Noel's "Gateway to Geekery" essay on Harry Nilsson went live today. Nilsson is somebody I knew only glancingly in my pre-Noel days -- as the voice behind "Everybody's Talkin'," the beautiful theme to a movie I loved (Midnight Cowboy), and as John Lennon's companion during his infamous "lost weekend" in California (an episode I cataloged along with my obsessive knowledge of all things Beatles).
Finding and resurrecting the three-dimensional career, the arc and the art, behind the handful of pop hits and moments of cultural notoriety -- it's one of the great joys of life, and of my marriage. When Noel and I go out for a date-night dinner out, I like to ask him, "So what's the deal with Ricky Nelson?", and get treated to the fascinating story of who this guy was, where he fit in during his own era, how he got there and what happened to him. It's like the blank spots in one's Headline News version of cultural history being filled in with color.

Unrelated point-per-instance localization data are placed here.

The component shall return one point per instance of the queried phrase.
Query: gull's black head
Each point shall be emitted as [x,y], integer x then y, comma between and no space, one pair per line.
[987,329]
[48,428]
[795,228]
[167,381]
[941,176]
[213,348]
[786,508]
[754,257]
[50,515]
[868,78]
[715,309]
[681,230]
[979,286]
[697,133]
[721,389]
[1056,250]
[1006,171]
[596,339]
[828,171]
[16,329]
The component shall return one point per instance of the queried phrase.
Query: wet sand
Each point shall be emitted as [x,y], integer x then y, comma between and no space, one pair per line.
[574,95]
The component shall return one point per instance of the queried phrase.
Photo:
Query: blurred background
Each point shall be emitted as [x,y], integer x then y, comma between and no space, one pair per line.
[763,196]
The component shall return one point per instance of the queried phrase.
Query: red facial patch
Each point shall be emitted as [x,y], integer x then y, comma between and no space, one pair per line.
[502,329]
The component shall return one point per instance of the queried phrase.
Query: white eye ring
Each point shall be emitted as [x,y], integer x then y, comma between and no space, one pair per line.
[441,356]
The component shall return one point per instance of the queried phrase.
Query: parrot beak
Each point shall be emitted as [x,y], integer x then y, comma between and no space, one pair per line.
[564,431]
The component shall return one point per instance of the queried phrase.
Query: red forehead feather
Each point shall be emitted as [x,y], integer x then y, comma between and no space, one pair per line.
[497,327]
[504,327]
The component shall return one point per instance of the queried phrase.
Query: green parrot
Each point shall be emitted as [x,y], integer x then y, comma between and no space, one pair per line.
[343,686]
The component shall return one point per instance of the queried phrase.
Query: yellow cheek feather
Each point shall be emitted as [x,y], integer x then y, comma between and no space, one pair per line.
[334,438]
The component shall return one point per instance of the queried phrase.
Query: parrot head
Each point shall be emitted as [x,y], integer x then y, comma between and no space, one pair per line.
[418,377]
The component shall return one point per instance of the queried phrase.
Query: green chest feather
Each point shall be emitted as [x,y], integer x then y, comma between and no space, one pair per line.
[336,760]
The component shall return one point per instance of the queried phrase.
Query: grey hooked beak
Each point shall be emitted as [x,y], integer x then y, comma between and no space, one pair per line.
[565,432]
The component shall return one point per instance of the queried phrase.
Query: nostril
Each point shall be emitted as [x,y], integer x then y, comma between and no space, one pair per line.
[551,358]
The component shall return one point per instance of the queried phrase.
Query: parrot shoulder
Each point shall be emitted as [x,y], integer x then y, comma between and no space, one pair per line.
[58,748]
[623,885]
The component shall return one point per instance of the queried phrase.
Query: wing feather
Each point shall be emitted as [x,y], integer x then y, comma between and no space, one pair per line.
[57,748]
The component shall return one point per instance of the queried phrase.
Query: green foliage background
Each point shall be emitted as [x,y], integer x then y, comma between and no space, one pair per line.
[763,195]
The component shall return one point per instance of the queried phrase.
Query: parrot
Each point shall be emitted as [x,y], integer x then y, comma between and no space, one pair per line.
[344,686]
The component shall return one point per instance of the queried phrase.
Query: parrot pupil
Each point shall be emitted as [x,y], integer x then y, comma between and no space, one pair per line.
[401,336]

My interest in Nilsson, I admit, derives partly from his similarity to Todd Rundgren, of whom I've been a rabid fan since my college days. Both were known as great pop songwriters and studio wizards; both put out crazy, idiosyncratic albums full of obtuse jokes and pastiches. Both resented, probably, to some extent, being pressured to be conventionally entertaining, and rebelled in their own ways.
Nilsson probably didn't take himself seriously enough, endlessly deconstructing his own legacy and sabotaging his chances of success; Todd probably took himself too seriously, dumping all his philosophico-mystical dabblings into the marketplace. But that's what makes the frequent moments of absolute pop perfection in both of their catalogs so glittering and precious. Take them as they are, or don't take them at all. For me, the human failings of the carriers of so magical a gift, so immense a share of creativity, make their stories all the more compelling, and the music all the more worthy of our love.